Side view of Korean fried chicken on top of a rice waffle on a white plate.

Korean Fried Chicken and Rice Waffles

  • Servings
    4

Ingredients

  • 2 tablespoons sesame oil
  • 2 tablespoons vegetable oil
  • ¼ cup scallion, minced
  • 2 tablespoons ginger, minced
  • 2 tablespoons garlic, minced
  • ½ cup Kim Chi, chopped
  • 2 tablespoons gochujaru
  • 1 quart Arborio rice, cooked (use 10% extra water to cook rice)
  • 2 eggs, whole
  • ¼ cup rice flour
  • 4 each Korean fried chicken thighs (subrecipe)
  • ½ cup Gochujaru maple syrup (subrecipe)

Korean Fried Chicken Thighs:

  • 1 tablespoon ginger, minced
  • 2 tablespoons scallion, minced
  • 1 teaspoon garlic, minced
  • ¼ cup rice cooking wine
  • ½ cup gochujang
  • 4 chicken thighs, boneless, skin-on
  • as needed rice flour

Gochujaru Maple Syrup:

  • 3 tablespoons Gochujaru
  • 1 cup maple syrup
  • 2 tablespoons rice wine vinegar

Directions

  • In a wok or large sauté pan over high heat, heat sesame and vegetable until they begin to smoke.
  • Add scallion, ginger, and garlic.

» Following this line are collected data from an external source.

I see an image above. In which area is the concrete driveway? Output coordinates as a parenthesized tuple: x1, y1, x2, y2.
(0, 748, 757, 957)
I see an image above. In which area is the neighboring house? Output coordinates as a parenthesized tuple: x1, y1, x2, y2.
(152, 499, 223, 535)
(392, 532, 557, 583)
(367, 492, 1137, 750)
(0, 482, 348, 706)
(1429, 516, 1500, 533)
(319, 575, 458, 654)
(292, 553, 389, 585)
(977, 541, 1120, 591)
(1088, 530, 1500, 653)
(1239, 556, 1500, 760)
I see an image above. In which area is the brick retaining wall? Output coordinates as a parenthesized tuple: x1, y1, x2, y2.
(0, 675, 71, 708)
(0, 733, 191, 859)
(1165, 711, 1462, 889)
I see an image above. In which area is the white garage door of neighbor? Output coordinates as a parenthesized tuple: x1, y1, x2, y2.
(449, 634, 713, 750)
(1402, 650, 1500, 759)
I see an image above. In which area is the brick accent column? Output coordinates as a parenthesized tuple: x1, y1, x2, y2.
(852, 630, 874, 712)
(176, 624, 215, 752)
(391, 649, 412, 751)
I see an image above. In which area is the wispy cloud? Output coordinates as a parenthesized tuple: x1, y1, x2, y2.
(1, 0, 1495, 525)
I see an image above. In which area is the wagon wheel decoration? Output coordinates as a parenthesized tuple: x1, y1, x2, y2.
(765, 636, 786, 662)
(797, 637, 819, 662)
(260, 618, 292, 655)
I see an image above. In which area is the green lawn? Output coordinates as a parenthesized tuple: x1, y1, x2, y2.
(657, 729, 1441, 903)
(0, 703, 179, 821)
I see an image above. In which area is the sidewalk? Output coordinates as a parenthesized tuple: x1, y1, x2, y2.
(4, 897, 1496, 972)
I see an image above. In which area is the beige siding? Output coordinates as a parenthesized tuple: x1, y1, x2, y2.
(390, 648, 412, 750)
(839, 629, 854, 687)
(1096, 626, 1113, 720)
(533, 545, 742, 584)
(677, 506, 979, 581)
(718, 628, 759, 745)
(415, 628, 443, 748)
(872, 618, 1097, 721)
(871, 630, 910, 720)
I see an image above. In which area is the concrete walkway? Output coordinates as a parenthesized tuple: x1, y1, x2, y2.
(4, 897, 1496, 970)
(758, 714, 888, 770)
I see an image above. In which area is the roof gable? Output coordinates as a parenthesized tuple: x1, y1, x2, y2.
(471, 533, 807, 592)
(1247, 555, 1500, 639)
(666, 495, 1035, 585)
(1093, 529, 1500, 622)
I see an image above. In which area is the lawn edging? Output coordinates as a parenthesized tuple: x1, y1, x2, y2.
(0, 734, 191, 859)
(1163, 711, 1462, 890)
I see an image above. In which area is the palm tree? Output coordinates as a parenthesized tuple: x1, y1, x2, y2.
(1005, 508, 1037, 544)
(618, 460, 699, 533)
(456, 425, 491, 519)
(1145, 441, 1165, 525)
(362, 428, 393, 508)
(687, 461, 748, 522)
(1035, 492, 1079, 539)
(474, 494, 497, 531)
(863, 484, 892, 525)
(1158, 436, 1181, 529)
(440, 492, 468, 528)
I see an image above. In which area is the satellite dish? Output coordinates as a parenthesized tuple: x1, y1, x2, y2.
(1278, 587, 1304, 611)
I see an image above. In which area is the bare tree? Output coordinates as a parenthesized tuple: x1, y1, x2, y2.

Sauté until they become fragrant.
  • Add kimchi and gochujaru, continue to sauté until all liquid has evaporated.
  • Add cooked rice and toss to combine.
  • Remove rice mixture from heat and allow to cool for 10-15 minutes before mixing in the egg and flour.
  • Spread 1 cup of rice mixture evenly in a pre-heated and oiled cast iron waffle maker. Cook the rice waffle for 10-12 minutes or until waffle is crispy and can be easily removed with a metal spatula.
  • Top each waffle with a fried chicken thigh and a drizzle of gochujaru maple syrup.

Korean Fried Chicken Thighs (subrecipe)

  • Whisk together ginger, scallion, garlic, rice cooking wine, and gochujang until evenly combined.
  • Toss marinate with chicken thighs and let set over night in the refrigerator.
  • Remove chicken from marinate and dredge heavily in rice flour.
  • Fry Chicken at 350° until it becomes golden brown and crispy. Check temperature and finish in the oven if needed.

Gochujaru Maple Syrup (subrecipe)

  • Whisk gochujaru, syrup, and vinegar together until evenly combined.